Social Networks, Political Weapons

The Current Discussion: Egypt has detained a number of its citizens for using the social networking site Facebook to organize anti-government protests. What online sites are most effective in influencing politics — and is the impact positive?


Nobody can diminish the power of the new media, especially social networking sites, in setting and driving political agenda. Just examine how heavily two U.S. Democratic presidential candidates – Barack Obama and Hillary Clinton – have been using them to run their campaigns.


On the home pages of their official campaign web sites are links to personal pages on major social networking sites, including Facebook, Flickr, Twitter, MySpace and YouTube. These pages are acting as recruiting, fundraising and policy articulation platforms. It’s here that they’re socializing with their most passionate supporters, especially youth.


And by all measures, they’ve been very effective and successful in doing so. On Obama’s Facebook page, for instance, about 850,000 supporters have signed up and more are enlisting as he moves to clinch the Democratic Party nomination. On his MySpace page, the scenario is the same. He has built an army of young supporters, by the way, not only from the U.S. but the rest of the world.
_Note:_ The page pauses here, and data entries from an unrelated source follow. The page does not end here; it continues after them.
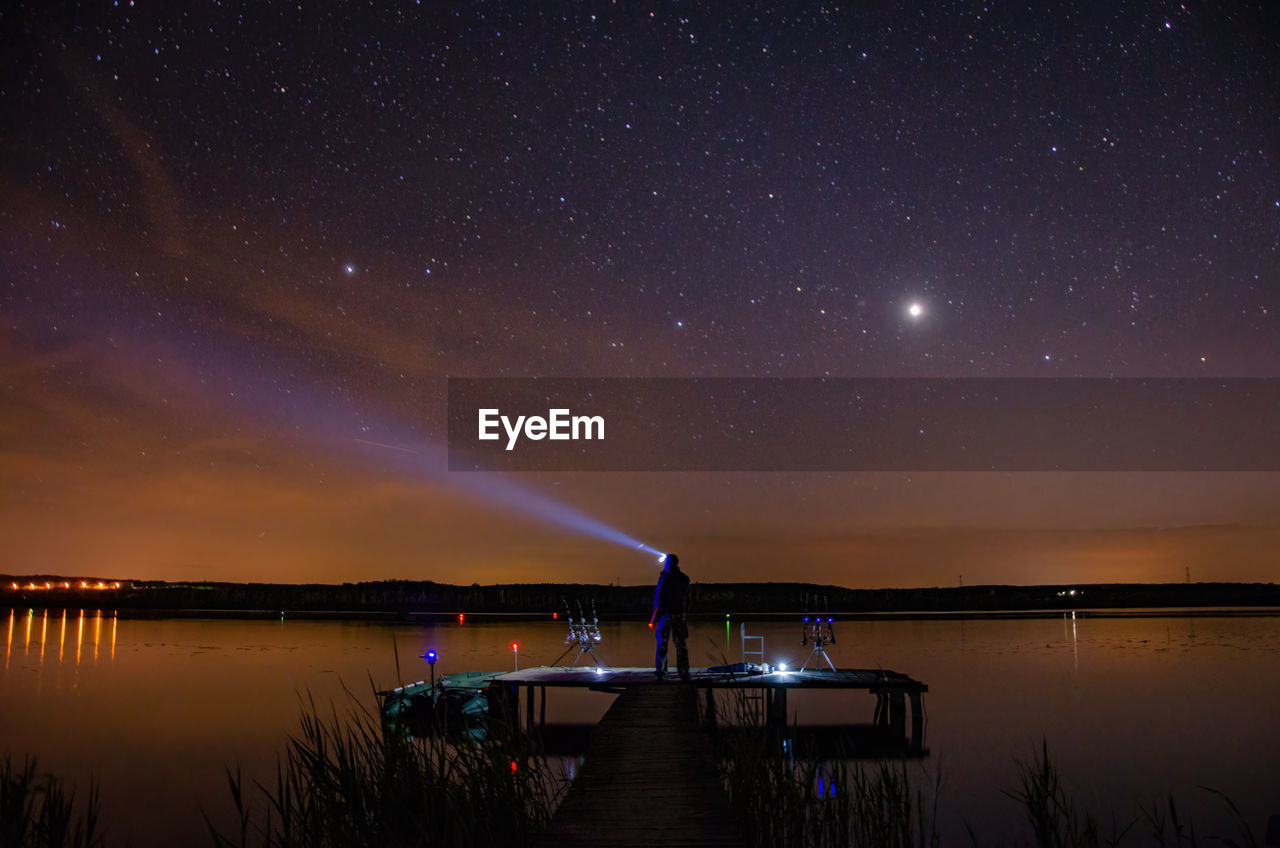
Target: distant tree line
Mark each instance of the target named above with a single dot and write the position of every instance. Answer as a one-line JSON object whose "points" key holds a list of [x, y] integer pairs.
{"points": [[407, 597]]}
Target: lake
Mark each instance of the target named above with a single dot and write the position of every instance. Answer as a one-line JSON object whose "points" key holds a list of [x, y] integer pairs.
{"points": [[1133, 707]]}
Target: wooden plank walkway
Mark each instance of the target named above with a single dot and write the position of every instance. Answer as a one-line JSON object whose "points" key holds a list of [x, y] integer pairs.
{"points": [[649, 779]]}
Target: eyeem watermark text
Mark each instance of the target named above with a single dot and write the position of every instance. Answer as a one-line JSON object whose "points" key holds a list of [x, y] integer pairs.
{"points": [[560, 425]]}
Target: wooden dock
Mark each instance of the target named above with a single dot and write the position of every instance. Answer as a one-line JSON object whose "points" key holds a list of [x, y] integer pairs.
{"points": [[892, 693], [649, 779]]}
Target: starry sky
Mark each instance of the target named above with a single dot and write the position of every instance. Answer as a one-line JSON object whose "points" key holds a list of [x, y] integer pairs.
{"points": [[243, 245]]}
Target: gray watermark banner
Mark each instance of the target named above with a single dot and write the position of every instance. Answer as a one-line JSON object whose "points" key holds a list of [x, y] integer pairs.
{"points": [[863, 424]]}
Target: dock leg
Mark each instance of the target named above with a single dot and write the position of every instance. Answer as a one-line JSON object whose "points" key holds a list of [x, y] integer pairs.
{"points": [[897, 714], [777, 707], [917, 723]]}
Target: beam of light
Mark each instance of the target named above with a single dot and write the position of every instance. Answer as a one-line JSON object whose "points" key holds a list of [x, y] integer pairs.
{"points": [[298, 401]]}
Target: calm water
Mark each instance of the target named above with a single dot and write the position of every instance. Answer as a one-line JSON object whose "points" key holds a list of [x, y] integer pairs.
{"points": [[1132, 707]]}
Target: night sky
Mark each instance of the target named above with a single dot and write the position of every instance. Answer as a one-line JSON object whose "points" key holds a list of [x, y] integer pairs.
{"points": [[243, 245]]}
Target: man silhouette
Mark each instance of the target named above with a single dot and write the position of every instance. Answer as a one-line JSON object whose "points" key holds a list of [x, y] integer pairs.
{"points": [[670, 605]]}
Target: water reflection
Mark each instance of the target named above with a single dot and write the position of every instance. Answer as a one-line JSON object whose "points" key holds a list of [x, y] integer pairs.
{"points": [[225, 692]]}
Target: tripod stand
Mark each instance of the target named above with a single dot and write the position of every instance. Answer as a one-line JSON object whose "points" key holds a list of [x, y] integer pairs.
{"points": [[813, 634], [583, 636]]}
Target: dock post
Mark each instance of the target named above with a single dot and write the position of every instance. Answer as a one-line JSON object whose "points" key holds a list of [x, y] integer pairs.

To further reinforce the pivotal role social networking sites are playing in politics, the New York Times yesterday reported how Hillary Clinton used the social networking site Twitter to rally supporters in Oregon and Kentucky to vote for her. She complained that the mainstream media had ignored her.
One would attribute the effectiveness of social networking sites as tools for political activism in the U.S. to the existence of democratic culture where the government doesn’t muzzle free speech. Security agencies don’t poke their noses to what people are doing online: there’s virtually no policing of individuals using the net for political activities.


Additionally, it’s highly convenient to use the internet for political advocacy owing to its availability and accessibility. It’s estimated that internet penetration in the U.S. stands at 42 per cent, the highest in the entire world. This is compared to a paltry 4.7 per cent in Africa. .
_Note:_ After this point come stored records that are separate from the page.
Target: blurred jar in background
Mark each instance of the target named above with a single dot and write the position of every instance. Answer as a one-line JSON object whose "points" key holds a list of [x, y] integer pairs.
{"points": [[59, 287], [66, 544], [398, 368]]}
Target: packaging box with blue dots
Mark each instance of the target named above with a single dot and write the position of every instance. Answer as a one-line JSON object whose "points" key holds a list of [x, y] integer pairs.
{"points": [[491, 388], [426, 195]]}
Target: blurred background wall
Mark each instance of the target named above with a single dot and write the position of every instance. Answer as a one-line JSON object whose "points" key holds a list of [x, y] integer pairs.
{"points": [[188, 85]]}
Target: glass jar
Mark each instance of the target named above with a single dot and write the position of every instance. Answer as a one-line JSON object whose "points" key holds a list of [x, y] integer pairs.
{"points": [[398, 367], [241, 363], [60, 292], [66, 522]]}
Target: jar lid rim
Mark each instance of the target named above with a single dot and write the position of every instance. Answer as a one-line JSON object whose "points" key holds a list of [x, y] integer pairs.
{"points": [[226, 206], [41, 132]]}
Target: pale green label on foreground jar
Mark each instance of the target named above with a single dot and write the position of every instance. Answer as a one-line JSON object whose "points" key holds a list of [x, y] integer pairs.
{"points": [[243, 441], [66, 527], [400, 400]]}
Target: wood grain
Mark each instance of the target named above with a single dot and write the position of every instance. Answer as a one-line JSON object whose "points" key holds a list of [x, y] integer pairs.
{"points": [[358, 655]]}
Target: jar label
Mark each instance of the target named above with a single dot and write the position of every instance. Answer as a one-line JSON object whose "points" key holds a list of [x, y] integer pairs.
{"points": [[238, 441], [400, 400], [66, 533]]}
With all this buzz of social networking sites playing a central role in political campaigns, totalitarian regimes, such as the one in Egypt and Saudi Arabia (where a blogger was recently incarcerated for four months for “threatening state security”) have every reason to feel paranoid about young people falling onto the internet for political expression. They’ll interpret this as a threat to their power. They’d therefore like to tighten the noose around anybody intent of using the net for political expression.
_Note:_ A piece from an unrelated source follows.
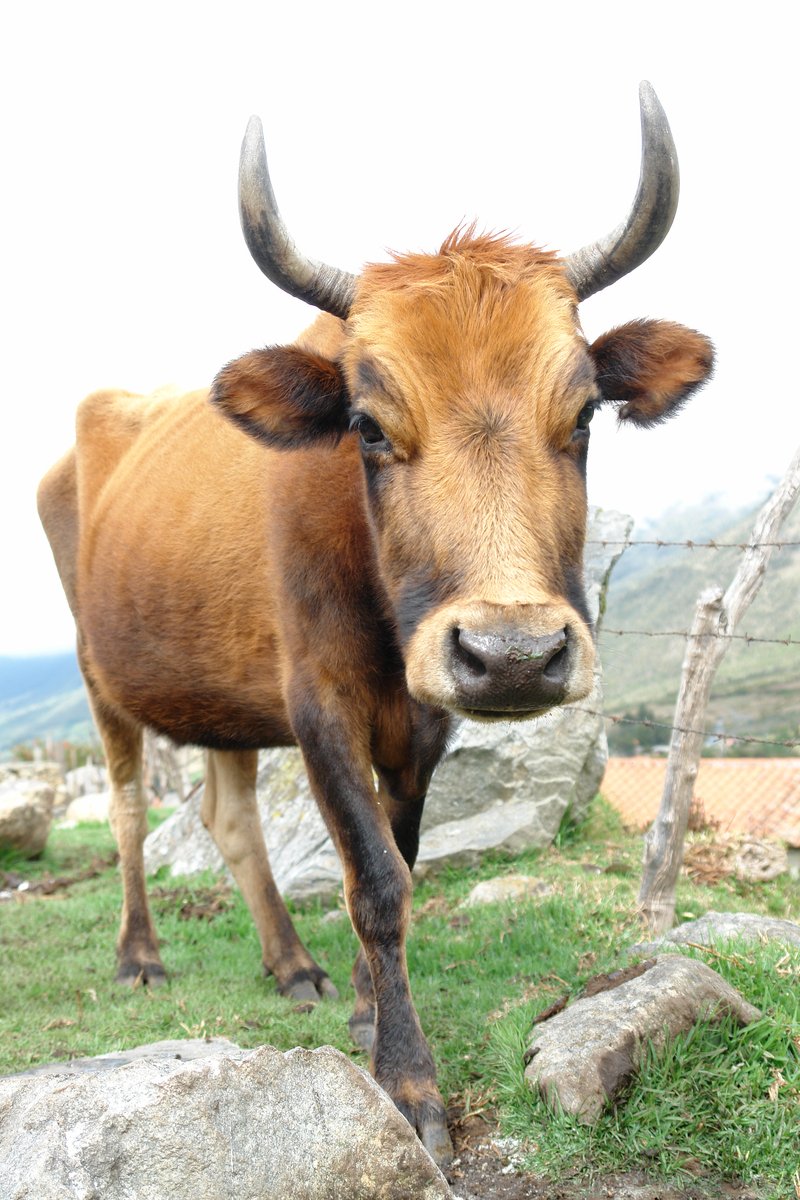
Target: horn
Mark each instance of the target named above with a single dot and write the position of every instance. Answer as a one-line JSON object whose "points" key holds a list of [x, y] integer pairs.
{"points": [[630, 244], [270, 243]]}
The million-dollar question, now, is whether this heavy-handedness on net users will force them to acquiesce. Personally, I doubt they will. The net police, as they’re called in repressive countries, will have to emasculate every web-savvy youngster for their net censorship campaign to succeed. Their efforts will fail because real mobilization can take place beyond the geographical locations where censorship actually takes place.


Already, there are thousands of web-based activist organizations championing such causes as the war in Darfur and the pro-independence movement in Tibet. There’s a Students for a Free Tibet Facebook page with about 8,000 fans. Students, especially in the U.S., have been using Facebook to raise money for victims of Darfur violence and raising awareness about the atrocities going on there.


There is no doubt social networking sites will continue to become magnets for political activism in both democratic and less democratic countries.